Faire l’effort de se souvenir du nom des gens que nous recontrons et s’efforcer de s’adresser à eux par leur nom est un signe de considération et de respect. J’irais même jusqu’à dire que cela peut aider à restaurer la dignité d’une personne. Donc, il devrait être employé chaque fois que nous saluons nos patients parce que le nom transporte le message “je te vois” ou “tu comptes pour moi.” Le besoin de se sentir accepté est universel mais néanmoins souvent ignoré. Référer à l’autre en disant son nom implique au moins que nous acceptons une forme de co-présence. Cela personnalise l’échange et permet un degré d’intimité qui va au-delà d’interactions neutres (comme lorsque nous demandons des directions à un passant). Cela aide à nous faire sentir que notre statut dans un moment particulier vaut la peine qu’on s’y arrête et qu’il se distingue du statut d’un étranger aux yeux de celui prononçant notre nom. Entendre notre nom rend légitime notre existence, alors que nous répliquons en silence: “Oui, je suis présent. J’ai de nouveau fait mon apparition dans la vie aujourd’hui.” Cela aide les gens à sentir qu’ils ont leur place sur terre.
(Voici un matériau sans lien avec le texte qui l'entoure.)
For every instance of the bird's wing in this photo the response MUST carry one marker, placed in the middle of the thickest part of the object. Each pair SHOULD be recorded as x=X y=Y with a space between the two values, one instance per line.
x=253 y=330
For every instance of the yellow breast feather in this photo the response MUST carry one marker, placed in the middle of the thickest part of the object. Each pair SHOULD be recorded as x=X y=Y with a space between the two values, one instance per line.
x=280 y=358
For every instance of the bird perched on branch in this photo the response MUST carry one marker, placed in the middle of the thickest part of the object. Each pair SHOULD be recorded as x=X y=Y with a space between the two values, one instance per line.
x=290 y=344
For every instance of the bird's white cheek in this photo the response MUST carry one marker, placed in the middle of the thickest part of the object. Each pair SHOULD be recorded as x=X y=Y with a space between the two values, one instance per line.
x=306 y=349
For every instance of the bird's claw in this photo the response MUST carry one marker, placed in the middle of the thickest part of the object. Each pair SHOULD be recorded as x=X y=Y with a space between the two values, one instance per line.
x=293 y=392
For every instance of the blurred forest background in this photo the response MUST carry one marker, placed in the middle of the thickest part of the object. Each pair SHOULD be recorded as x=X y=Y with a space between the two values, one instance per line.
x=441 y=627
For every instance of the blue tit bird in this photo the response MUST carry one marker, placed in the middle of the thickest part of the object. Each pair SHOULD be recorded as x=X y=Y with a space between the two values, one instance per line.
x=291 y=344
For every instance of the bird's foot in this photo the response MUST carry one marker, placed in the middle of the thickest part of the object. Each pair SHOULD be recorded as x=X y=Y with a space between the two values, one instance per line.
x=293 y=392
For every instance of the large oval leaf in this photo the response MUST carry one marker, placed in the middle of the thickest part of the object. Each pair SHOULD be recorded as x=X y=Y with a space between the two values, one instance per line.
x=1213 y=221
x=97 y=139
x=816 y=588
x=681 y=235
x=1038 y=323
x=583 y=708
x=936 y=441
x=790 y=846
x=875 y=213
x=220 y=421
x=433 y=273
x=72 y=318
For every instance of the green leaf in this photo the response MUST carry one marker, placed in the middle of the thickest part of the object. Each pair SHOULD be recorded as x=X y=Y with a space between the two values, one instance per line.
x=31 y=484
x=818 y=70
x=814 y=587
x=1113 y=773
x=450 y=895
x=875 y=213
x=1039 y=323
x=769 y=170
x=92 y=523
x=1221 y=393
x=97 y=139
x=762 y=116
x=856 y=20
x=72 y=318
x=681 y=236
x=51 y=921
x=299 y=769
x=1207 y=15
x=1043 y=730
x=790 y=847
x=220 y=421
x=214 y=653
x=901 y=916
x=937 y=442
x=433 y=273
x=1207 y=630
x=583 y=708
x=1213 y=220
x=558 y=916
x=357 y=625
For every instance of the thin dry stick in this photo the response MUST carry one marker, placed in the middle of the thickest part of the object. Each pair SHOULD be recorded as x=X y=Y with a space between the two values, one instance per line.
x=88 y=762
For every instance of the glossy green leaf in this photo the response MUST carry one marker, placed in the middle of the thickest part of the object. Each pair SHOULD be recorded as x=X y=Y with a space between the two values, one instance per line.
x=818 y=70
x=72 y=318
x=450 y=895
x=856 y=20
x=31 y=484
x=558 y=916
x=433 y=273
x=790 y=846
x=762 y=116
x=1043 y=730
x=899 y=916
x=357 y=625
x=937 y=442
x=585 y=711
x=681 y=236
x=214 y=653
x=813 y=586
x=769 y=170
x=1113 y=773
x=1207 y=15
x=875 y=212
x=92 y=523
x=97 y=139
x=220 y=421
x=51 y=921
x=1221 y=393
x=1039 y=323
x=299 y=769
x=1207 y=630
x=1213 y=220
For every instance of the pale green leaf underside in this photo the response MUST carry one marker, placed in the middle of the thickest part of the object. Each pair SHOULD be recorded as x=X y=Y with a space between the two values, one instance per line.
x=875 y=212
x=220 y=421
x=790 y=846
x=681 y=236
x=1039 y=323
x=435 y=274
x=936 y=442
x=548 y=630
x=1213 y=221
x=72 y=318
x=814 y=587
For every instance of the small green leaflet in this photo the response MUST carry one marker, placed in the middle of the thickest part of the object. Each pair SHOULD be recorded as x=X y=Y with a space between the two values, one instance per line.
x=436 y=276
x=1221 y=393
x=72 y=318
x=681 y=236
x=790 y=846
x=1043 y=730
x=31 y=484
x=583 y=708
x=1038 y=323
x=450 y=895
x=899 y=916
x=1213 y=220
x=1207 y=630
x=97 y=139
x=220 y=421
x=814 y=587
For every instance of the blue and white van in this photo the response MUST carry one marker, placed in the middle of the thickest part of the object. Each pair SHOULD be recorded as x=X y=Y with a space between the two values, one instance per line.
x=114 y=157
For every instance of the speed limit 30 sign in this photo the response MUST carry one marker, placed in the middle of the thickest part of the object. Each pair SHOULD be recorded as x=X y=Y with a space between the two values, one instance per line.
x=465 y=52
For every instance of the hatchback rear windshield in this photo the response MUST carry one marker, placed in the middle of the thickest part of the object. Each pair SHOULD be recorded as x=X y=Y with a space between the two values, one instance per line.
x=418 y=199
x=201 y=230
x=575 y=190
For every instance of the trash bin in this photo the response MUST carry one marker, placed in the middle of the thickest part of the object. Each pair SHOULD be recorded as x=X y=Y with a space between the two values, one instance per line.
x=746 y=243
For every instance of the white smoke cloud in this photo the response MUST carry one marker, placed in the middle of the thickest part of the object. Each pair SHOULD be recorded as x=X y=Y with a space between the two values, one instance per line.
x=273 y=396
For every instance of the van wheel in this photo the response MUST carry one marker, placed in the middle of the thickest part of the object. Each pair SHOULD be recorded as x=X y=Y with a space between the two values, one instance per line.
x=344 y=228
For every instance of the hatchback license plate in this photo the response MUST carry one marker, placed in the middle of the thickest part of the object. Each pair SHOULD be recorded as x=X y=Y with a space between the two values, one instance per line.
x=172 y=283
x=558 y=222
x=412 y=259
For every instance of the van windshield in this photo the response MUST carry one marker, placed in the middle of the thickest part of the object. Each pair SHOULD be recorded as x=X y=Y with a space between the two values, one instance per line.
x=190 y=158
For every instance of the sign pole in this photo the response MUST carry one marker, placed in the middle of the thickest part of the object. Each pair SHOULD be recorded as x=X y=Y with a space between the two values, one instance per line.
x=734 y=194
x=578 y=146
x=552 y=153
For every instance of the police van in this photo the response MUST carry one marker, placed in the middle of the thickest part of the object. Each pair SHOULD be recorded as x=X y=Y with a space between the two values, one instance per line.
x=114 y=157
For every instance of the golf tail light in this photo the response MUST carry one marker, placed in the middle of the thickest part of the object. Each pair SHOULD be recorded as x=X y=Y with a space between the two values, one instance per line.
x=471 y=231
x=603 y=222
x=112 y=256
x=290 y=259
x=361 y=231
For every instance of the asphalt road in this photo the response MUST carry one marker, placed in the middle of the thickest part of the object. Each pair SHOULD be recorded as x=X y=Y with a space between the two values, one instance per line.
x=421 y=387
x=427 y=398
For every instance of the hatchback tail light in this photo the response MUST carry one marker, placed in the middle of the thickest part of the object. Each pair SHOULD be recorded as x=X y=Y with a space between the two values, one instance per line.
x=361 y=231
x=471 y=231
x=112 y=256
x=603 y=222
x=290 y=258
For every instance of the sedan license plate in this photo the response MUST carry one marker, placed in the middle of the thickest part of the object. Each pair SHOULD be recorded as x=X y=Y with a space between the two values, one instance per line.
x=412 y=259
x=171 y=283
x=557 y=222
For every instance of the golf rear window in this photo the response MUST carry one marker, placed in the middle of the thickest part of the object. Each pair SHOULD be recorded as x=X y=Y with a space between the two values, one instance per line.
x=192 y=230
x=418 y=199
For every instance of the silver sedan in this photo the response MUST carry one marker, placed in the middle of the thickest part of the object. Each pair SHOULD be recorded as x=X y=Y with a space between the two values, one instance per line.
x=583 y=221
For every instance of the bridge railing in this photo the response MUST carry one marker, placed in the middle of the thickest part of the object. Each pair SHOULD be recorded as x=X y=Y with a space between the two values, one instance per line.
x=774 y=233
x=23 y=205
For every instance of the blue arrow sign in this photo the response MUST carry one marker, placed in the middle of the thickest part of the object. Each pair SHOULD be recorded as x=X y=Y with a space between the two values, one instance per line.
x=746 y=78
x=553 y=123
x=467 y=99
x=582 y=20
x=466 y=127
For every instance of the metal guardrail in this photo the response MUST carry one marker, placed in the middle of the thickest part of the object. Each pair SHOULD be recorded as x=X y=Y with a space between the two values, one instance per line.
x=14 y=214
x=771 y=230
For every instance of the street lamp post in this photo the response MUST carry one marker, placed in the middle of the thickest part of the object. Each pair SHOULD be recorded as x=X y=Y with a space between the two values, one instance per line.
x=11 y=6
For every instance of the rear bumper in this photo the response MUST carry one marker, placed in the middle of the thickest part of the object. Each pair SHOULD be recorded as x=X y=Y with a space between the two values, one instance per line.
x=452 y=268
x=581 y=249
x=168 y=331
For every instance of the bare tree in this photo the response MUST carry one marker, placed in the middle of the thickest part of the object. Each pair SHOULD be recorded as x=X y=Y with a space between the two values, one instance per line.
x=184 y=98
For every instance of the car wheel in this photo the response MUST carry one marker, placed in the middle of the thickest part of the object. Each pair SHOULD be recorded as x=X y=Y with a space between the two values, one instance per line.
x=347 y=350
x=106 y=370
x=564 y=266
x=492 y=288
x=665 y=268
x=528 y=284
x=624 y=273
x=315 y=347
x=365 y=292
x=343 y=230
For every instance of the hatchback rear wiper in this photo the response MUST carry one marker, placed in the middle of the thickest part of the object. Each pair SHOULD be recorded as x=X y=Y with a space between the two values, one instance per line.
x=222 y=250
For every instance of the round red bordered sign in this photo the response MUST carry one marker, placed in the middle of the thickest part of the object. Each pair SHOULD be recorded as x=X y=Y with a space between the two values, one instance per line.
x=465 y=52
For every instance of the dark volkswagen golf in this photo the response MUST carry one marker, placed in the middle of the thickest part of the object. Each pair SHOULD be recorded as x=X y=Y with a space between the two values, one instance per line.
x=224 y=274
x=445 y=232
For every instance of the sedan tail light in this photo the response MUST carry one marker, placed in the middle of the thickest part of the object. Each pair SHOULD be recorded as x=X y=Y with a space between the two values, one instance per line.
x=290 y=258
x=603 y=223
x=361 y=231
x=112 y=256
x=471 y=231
Un autre savoureux souvenir est lors d’un voyage à Vancouver il y a plusieurs années et au cours duquel mon second fils, qui n’avait pas encore débuté l’école, remarquait les lettres et s’exclamait “C’est mon nom!” chaque fois qu’il apercevait un signe avec un grand A. Nos noms sont une façon de nous faire sentir visibles ou invisibles à ceux qui nous entourent [1]. Le nom transcende les raccourcis comme “patient”, “client”, “consommateur” ou “passager”. Ceux qui ont vécu un divorce peuvent attester de l’aspect déshumanisant des procédures quand ils se font appeler Demandeur/Demanderesse ou, pire encore, Défendeur/Défenderesse (car c’est le parti opposant, ou Demandeur, qui a initié le divorce, donc il semble persister une dynamique de pouvoir simplement en utilisant de telles appellations). 

 

J’ai remarqué que je suis devenue particulièrement sensible au sujet du nom et attachée au mien après ma migration. Mon nom sert de facteur stabilisateur, il représente quelque chose de ma vie d’avant qui a voyagé avec moi, alors que j’ai tant laissé derrière. Entendre mon nom en langue étrangère, surtout quand sa prononciation se rapproche de la sonorité française à laquelle je suis habituée, me procure un sentiment de familiarité qui me rassure. Au cours des dernières années, comme activité pour briser la glace dans une réunion, j’ai commencé à demander aux participants de partager l’histoire de leur nom (qui l’a choisi, et pourquoi). Cette façon de se connaître un peu mieux est fascinante. Chaque fois que j’écoute quelqu’un me révéler des détails de l’expérience de son nom, je suis ébahie d’apprendre un aspect profond de l’autre et de découvrir davantage d’éléments d’une culture étrangère. À l’instar d’un anniversaire de naissance et de la mort, le nom est l’une des rares justices en ce monde: chacun en a un ou peut en réclamer un. 

 

Je ne pense pas qu’il soit controversé d’affirmer que le nom est un élément puissant de la vie. Qu’on y soit attaché ou qu’on l’exècre, il peut façonner notre soi, notre identité ou les impressions que les autres ont de nous. S’y cramponner ou en choisir un nouveau peut être une manière de restaurer un sentiment d’intégrité et de se réapproprier son pouvoir. Je me souviendrai toujours d’une scène d’un film sur la vie de Tina Turner. Alors qu’elle était à la cour pour son divorce,au lieu de revendiquer la part de fortune à laquelle elle avait droit, elle demanda simplement de conserver son nom (soit Turner, son nom de femme mariée), et celui qui était maintenant associé à sa grande célébrité pour laquelle elle avait tant travaillé. Comme on peut le constater, un nom camoufle beaucoup de choses. Il peut contenir des histoires inspirantes de résilience, de réappropriation de pouvoir et de guérison. Et maintenir cette intention d’utiliser quelque chose d’aussi simple que le nom peut déverrouiller d’infinies possibilités de connexion, d’éclosion, de plénitude d’être et de transcendance. 

 

Référence: 

 

  1. Lebensohn-Chialvo F. That’s not my name. Families, Systems, & Health. 2021 Mar;39(1):163.